August 4, 2015

Recap from last week

Week 3
  • What is the scientific research process
  • Scientific and non-scientific hypotheses
  • What is a hypothesis that can be falsified?
  • How to get started with R / R Markdown
  • What are response and predictor variables, what is a ‘treatment’ and a 'control'
  • Binomial, nominal, ordinal, and continuous variables
  • Predictor vs. response variables
  • Systematic vs. unsystematic variation in data, what are its sources?
  • What is the signal-noise ratio? How can we increase it?

  • PLEASE: lab reports (filenames!)

Timetable first half (tentative)

Week 3
Date Week Lab Topic
21.7. 1 - Introduction, R, Rmarkdown
28.7. 2 1 Hypotheses, variables, variation
4.8. 3 2 Data, measuring variation, the normal distribution
11.8. 4 3 Quartiles, quantiles, probabilities
18.8. 5 4 Type I and type II error
25.8. 6 5 Week of midsemester test

Example questions for the test/exam

Week 3
  • Describe a study which uses 2 predictor variables, one continuous, one categorical, and one binomial response variable
  • In R, create three variables of the same length, one continuous, one categorical and one binomial
  • Explain why unsystematic variation in data can prevent us from detecting a signal
  • Explain 2 sources of systematic variation

What we will learn today

Week 3
  • How to organise and import your data in R (that’s often 50% of your job done!)
  • Measuring variability graphically
    • frequency distributions, histograms
  • Measuring variability numerically
    • the standard deviation
    • the standard error
    • degrees of freedom
    • population vs. sample
  • The normal distribution
    • the mean, the median and the mode
    • quartiles, quantiles
    • confidence intervals

How to organise your data

Week 3
  • Variable names
    • short, consistent, unique
    • NO special characters (%, $, &…) and NO spaces
    • period / underscore are ok
    • Examples:
      • ‘% damage in leaves’
      • ‘Percent_damage_in_leaves’
      • ‘damage’
      • ‘pcd’
  • Variable values
    • Example: variable ‘age class’
      • c(‘1-2’, ‘3-4’, ‘5-6’, ‘>6’)
      • c(1, 2, 3, 4)
  • Wide vs. long format
    • Use the long format, already before you import your data into R!

Wide vs. long format

Week 3

Wide vs. long format

Week 3

Creating a string or character variable

Week 3
  • We use the c() function and list all values in quotations so that R knows that it is string data.
  • As such, we can create a variable called name as follows:
name <- c("Ben", "Martin", "Andy", "Pauline", "Eva", "Carina")
name
[1] "Ben"     "Martin"  "Andy"    "Pauline" "Eva"     "Carina" 
  • It does not matter whether you use single or double quotes
  • Note that if you don't type 'name' again, then the variable is not displayed
  • What does the '[1]' mean in front of the variable?

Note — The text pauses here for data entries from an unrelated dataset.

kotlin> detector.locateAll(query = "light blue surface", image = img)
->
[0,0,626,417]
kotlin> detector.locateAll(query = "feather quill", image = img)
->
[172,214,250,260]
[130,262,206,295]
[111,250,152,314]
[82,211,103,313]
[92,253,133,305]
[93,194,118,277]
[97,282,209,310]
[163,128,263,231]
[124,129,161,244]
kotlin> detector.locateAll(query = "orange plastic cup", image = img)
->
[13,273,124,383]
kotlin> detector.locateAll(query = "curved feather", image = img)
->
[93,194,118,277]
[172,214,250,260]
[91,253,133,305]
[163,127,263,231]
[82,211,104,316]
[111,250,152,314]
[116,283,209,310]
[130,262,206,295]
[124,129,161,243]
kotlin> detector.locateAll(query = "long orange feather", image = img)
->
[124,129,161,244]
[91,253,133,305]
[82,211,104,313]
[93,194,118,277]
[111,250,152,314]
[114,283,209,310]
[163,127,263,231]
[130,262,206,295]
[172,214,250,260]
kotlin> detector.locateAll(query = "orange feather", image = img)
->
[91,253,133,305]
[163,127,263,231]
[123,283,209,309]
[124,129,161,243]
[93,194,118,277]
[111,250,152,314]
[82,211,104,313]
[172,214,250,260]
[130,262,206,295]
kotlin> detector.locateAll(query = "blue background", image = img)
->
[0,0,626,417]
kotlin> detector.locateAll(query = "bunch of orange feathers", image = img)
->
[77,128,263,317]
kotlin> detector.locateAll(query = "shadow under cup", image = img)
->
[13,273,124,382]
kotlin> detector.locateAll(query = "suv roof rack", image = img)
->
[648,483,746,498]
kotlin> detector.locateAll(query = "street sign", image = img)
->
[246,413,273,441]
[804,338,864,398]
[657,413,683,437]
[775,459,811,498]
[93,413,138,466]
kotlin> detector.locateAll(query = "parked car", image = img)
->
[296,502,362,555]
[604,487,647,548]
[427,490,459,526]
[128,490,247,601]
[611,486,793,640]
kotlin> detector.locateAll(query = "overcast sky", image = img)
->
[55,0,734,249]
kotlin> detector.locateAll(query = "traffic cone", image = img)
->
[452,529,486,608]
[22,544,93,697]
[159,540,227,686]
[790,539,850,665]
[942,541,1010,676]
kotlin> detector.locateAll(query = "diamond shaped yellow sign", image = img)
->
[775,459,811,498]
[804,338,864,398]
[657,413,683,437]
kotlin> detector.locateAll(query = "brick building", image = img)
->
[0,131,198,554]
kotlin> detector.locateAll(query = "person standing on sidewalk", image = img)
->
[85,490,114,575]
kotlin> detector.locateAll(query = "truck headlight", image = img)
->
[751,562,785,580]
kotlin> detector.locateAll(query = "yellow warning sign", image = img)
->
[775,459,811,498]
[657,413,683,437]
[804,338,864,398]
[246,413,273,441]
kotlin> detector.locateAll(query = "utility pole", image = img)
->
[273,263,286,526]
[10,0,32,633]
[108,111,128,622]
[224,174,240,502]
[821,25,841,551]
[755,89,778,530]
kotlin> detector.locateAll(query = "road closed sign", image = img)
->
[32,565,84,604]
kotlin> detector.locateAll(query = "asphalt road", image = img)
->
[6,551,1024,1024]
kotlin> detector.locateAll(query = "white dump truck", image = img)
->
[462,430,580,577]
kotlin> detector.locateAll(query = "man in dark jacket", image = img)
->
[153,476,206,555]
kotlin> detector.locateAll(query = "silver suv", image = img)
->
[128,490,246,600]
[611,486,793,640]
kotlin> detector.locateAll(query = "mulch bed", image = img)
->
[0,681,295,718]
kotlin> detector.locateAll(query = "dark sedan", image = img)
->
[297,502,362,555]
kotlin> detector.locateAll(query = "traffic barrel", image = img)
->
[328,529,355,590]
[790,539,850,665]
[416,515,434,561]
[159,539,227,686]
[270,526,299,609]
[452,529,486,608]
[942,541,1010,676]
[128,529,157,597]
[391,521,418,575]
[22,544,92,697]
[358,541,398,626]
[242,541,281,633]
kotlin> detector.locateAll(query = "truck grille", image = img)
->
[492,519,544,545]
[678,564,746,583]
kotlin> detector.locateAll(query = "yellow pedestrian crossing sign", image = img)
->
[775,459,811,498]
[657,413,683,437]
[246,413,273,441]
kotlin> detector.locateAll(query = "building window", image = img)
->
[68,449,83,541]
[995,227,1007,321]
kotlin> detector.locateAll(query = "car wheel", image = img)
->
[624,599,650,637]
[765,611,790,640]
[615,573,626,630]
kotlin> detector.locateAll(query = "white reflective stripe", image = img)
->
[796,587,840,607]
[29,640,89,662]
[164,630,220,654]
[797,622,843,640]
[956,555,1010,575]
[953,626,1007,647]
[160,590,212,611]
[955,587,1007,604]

Creating a categorical variable (a factor in case of a predictor)

Week 3
  • Imagine we had 3 males and 3 females in a data set and we wanted to create a coding variable called 'gender', 1 means male, 2 female.
  • Enter the data:
gender <- c(1, 1, 1, 2, 2, 2)
  • Where can we leave a space in the R code, where can't we?

Creating a numeric variable

Week 3
  • Numeric variables are the easiest ones to create:
alcohol <- c(0.75, 1.2, 2.4, 0.23, 0.9, 1.36) #standard drinks/day
income <- c(58000, 38000, 28000, 63000, 90500, 17000)
alcohol
[1] 0.75 1.20 2.40 0.23 0.90 1.36
income
[1] 58000 38000 28000 63000 90500 17000
  • What does the '#' sign do again?
  • Are those continuous or categorical variables?
  • Are they predictor or response variables

Creating a data frame (a table) in R

Week 3
  • We can combine variables into a data frame:
d1 <- data.frame(name, alcohol, income, gender)
d1
     name alcohol income gender
1     Ben    0.75  58000      1
2  Martin    1.20  38000      1
3    Andy    2.40  28000      1
4 Pauline    0.23  63000      2
5     Eva    0.90  90500      2
6  Carina    1.36  17000      2
  • What are the dimensions of the data frame?
  • Why call it 'd1'? Can we call it something else…?

What's the work space/work directory in R?

Week 3

How to set up your work directory in R

Week 3

Say you have a folder in ‘My Documents’ called ‘BIOL501’ in where your data files are and where your input should go:

  • Either click on 'Session', then 'set work directory', then select the above folder

  • Or even better: include a setwd() ('set work directory') command in a chunk that you place at the beginning of your RMarkdown document:

setwd("C:/Documents/BIOL501") #adjust path to your system!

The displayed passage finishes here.